'Erdoğan McKinsey hakkında yeterince bilgilendirilmedi mi?'
Habertürk yazarı Nihal Bengisu Karaca, bugünkü yazısında Cumhurbaşkanı Erdoğan'ın McKinsey ile ilgili gündeme oturan açıklamalarına değindi.

Oluşturma Tarihi: 2018-10-07 08:18:37

Güncelleme Tarihi: 2018-10-07 08:18:37

Gazeteci yazar Nihal Bengisu Karaca, McKinsey ile ilgili anlaşmanın Türkiye'nin son süreçlerinde yaşanan devlet politikasına uymadığını dile getirdi. Bengisu ayrıca "Cumhurbaşkanı Erdoğan McKinsey'in şartları hakkında yeterince bilgilendirilmedi mi?" sorusunu sordu.

İşte Bengisu'nun o yazısı

Cumhurbaşkanı Erdoğan, gerek gördüğünde diskur ve tavır değiştirmekten çekinmediğini bir kez daha gösterdi. McKinsey meselesini ‘bitirirken' aynen şunları söyledi: “Geçen bütün bakan arkadaşlarıma söyledim, bunlardan fikri danışmanlık hizmeti de almayacaksınız dedim. Hiç gerek yok, biz bize yeteriz.”

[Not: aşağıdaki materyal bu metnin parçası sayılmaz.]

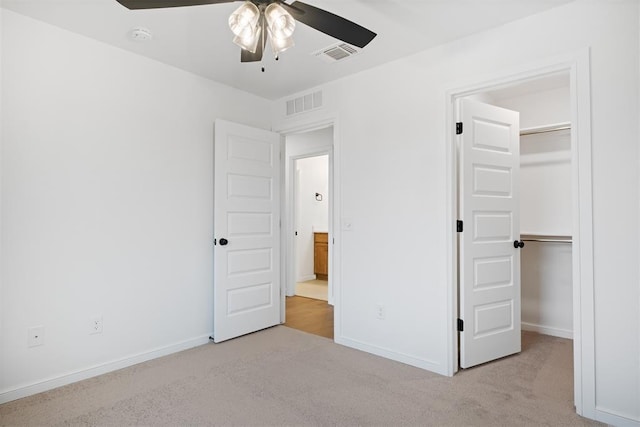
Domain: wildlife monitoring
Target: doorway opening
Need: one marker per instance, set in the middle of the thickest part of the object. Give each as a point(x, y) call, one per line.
point(575, 68)
point(538, 271)
point(308, 179)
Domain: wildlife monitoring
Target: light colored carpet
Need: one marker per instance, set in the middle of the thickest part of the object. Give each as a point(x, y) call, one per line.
point(316, 289)
point(281, 376)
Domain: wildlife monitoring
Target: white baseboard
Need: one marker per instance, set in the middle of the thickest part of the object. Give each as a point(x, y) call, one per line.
point(393, 355)
point(546, 330)
point(64, 379)
point(617, 420)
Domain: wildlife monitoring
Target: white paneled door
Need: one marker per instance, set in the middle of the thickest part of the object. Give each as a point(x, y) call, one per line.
point(247, 230)
point(490, 240)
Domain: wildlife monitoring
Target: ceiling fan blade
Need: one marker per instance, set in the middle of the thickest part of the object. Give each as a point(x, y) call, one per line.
point(157, 4)
point(333, 25)
point(247, 56)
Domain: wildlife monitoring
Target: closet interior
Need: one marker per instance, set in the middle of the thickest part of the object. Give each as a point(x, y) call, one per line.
point(545, 202)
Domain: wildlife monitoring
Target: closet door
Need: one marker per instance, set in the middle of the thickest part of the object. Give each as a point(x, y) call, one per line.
point(489, 243)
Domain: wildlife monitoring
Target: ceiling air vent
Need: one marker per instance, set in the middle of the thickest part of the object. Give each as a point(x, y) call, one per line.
point(304, 103)
point(336, 52)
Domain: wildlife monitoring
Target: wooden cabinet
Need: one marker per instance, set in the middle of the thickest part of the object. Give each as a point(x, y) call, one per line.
point(321, 255)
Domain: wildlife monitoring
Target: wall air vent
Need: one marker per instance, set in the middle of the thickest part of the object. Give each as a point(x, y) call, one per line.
point(304, 103)
point(336, 52)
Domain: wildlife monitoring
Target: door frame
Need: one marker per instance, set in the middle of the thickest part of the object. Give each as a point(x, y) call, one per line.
point(577, 65)
point(288, 221)
point(292, 196)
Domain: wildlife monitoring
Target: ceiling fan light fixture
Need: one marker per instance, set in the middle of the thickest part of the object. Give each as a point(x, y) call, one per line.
point(280, 45)
point(244, 20)
point(249, 41)
point(280, 22)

Doğruya doğru, McKinsey'den AB'ye ilk başvuru sürecinde, bankacılık ve özelleştirme alanında, Tasarruf Mevduatı Sigorta Fonu (TMSF) bünyesindeki 8 bankanın satış stratejileri için; ayrıca TRT'nin yeniden yapılandırılması konusunda, daha önce de defalarca hizmet alımı yapıldı.

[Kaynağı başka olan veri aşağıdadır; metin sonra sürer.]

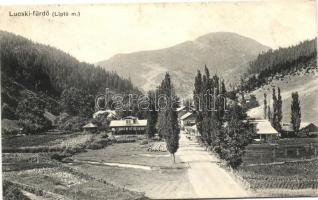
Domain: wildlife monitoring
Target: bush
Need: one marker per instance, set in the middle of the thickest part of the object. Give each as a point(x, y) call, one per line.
point(143, 142)
point(11, 192)
point(73, 123)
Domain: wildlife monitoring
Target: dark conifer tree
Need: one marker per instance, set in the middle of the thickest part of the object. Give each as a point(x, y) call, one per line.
point(279, 110)
point(168, 118)
point(295, 112)
point(265, 106)
point(152, 115)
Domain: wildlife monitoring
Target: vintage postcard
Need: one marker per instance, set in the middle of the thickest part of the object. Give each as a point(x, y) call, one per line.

Ama bu seferki farklıydı, ilk ilan ediliş anından itibaren bu kez kapsamın çok geniş olduğu hemen herkesin gözüne çarptı. FETÖ ve PKK ile mücadelenin gerçekleştiği, ülkeyi korumanın sadece fiziksel sınırları korumaktan ibaret olmadığının bilindiği, ‘devlet sırları'nın, devlet verilerinin güvenliği konusunun da ‘muhafaza'ya dahil olduğunun görüldüğü bir dönemde, ‘yapılandırma' anlamına gelecek evsaflı bir ‘gözetim' işinin ABD merkezli firmaya verilmesi pek tutarlı bir tutum gibi görünmüyordu. Zira, 16 Nisan referandumu sürecinde cumhurbaşkanlığı hükümet sisteminin ‘daha yerli ve milli politikaları' uygulamayı mümkün kılacağı vaadiyle yürütülen bir kampanya vardı ve bu kampanyanın hikayesi, ‘dış müdahalelere karşı korunaklı, bağımsız ve yerli bir devlet yapılanması' kurmak için sistemin değişmesi gerektiğini vurguluyordu. McKinsey'in şartları ile yeni sistemin hikayesi arasındaki uyuşmazlık barizdi.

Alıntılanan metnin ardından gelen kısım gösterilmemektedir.